GPTQHessianScoresConfig Class¶
The following API can be used to create a GPTQHessianScoresConfig instance which can be used to define necessary parameters for computing Hessian scores for the GPTQ loss function.
- class model_compression_toolkit.gptq.GPTQHessianScoresConfig(per_sample, hessians_num_samples, norm_scores=None, log_norm=None, scale_log_norm=False, hessian_batch_size=32)¶
Configuration to use for computing the Hessian-based scores for GPTQ loss metric.
- Parameters:
per_sample (bool) – Whether to use per sample attention score.
hessians_num_samples (int|None) – Number of samples to use for computing the Hessian-based scores.
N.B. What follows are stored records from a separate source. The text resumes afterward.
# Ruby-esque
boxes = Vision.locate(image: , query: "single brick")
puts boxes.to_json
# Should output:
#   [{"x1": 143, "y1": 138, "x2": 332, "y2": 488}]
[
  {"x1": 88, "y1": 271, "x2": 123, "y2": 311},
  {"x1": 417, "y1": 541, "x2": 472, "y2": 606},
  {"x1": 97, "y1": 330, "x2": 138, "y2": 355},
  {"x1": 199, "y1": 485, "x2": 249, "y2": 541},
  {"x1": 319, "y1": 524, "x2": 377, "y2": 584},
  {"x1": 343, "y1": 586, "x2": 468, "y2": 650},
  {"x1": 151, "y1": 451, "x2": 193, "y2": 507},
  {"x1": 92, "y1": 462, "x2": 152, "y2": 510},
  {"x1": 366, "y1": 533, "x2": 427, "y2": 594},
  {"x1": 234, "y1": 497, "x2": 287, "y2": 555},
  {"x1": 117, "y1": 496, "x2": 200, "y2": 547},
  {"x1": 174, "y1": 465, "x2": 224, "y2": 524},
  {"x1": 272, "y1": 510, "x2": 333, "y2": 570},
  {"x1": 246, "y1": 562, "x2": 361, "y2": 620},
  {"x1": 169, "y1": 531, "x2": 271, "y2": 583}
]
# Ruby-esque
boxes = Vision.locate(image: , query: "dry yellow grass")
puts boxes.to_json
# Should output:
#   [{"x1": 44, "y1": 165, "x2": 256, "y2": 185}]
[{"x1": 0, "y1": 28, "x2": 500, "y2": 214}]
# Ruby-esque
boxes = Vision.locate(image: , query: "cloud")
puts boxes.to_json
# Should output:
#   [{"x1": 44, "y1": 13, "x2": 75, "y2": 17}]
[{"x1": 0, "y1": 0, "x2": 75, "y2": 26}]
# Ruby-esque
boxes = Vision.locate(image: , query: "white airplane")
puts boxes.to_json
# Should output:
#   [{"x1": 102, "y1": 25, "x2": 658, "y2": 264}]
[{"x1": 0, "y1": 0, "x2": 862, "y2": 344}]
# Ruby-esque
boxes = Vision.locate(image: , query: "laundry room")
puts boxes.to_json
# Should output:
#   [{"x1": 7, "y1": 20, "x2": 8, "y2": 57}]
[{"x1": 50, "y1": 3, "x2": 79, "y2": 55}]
If None, compute Hessian for all images.
norm_scores (bool) – Whether to normalize the returned scores of the weighted loss function (to get values between 0 and 1).
log_norm (bool) – Whether to use log normalization for the GPTQ Hessian-based scores.
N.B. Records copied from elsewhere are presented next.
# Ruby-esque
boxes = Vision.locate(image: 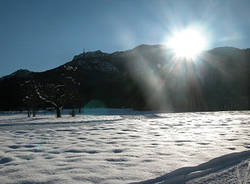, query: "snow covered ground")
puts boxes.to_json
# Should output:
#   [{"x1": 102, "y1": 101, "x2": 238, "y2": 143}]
[{"x1": 0, "y1": 109, "x2": 250, "y2": 184}]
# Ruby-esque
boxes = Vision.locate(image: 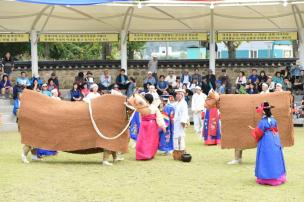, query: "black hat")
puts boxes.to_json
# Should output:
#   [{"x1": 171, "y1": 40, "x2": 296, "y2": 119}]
[
  {"x1": 256, "y1": 101, "x2": 274, "y2": 112},
  {"x1": 182, "y1": 153, "x2": 192, "y2": 163}
]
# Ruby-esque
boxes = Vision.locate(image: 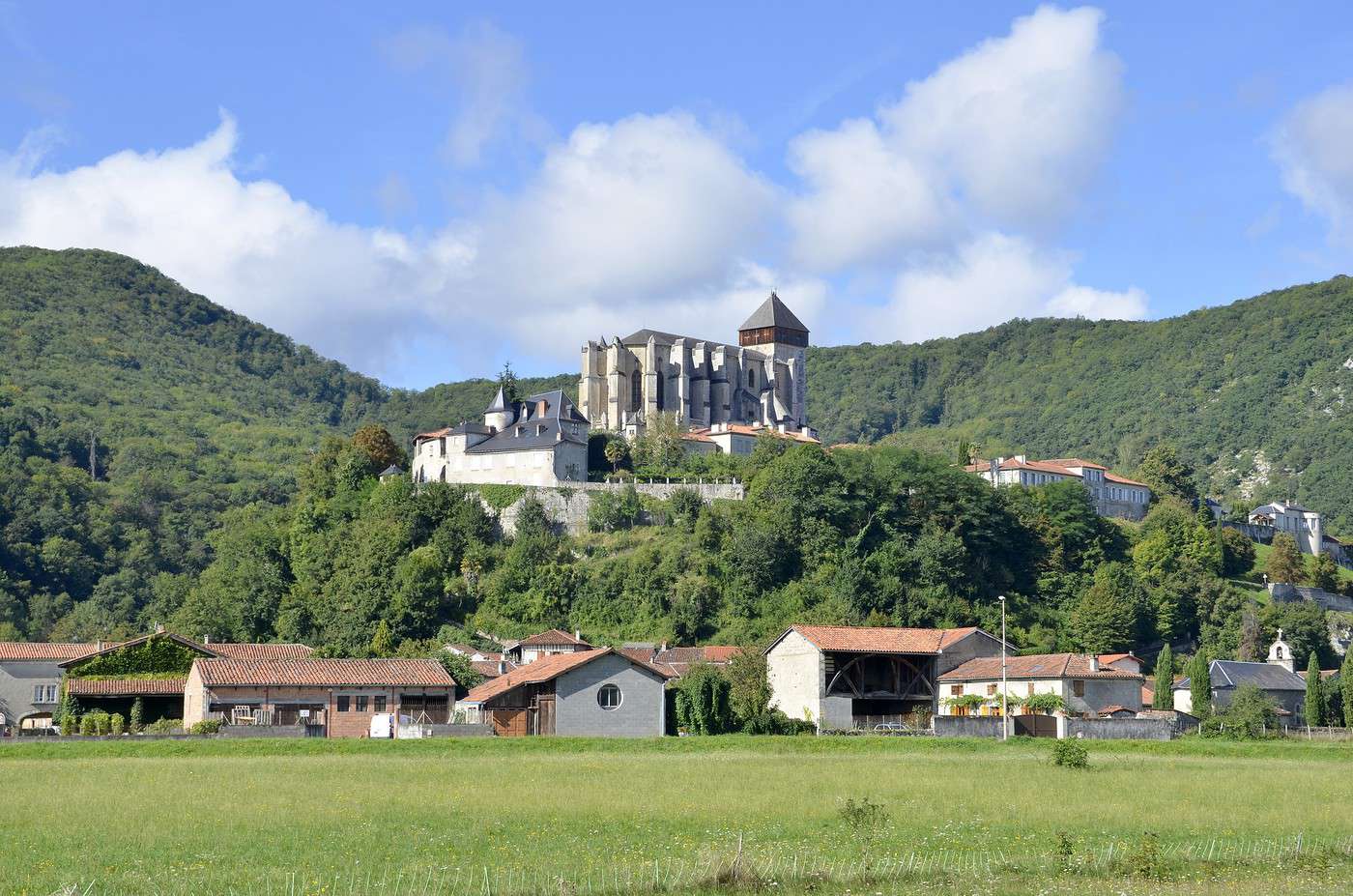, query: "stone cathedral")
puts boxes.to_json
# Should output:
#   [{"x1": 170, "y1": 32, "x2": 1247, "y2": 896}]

scale_log_norm (bool) – Whether to scale the final vector of the Hessian-based scores.
hessian_batch_size (int) – The Hessian computation batch size. used only if using GPTQ with Hessian-based objective.
RoundingType¶
- class model_compression_toolkit.gptq.RoundingType(value)¶
An enum for choosing the GPTQ rounding methods:
STE - STRAIGHT-THROUGH ESTIMATOR
SoftQuantizer - SoftQuantizer
GradualActivationQuantizationConfig¶
The following API can be used to configure the gradual activation quantization when using GPTQ.
- class model_compression_toolkit.gptq.GradualActivationQuantizationConfig(q_fraction_scheduler_policy=<factory>)¶
Configuration for Gradual Activation Quantization.
By default, the quantized fraction increases linearly from 0 to 1 throughout the training.
- Parameters:
q_fraction_scheduler_policy – config for the scheduling of the quantized fraction. Only linear annealing is currently supported.
QFractionLinearAnnealingConfig¶
- class model_compression_toolkit.gptq.QFractionLinearAnnealingConfig(initial_q_fraction, target_q_fraction, start_step, end_step)¶
Config for the quantized fraction linear scheduler of Gradual Activation Quantization.
- Parameters:
initial_q_fraction – initial quantized fraction
target_q_fraction – target quantized fraction
start_step – gradient step to begin annealing
end_step – gradient step to complete annealing. None means last step.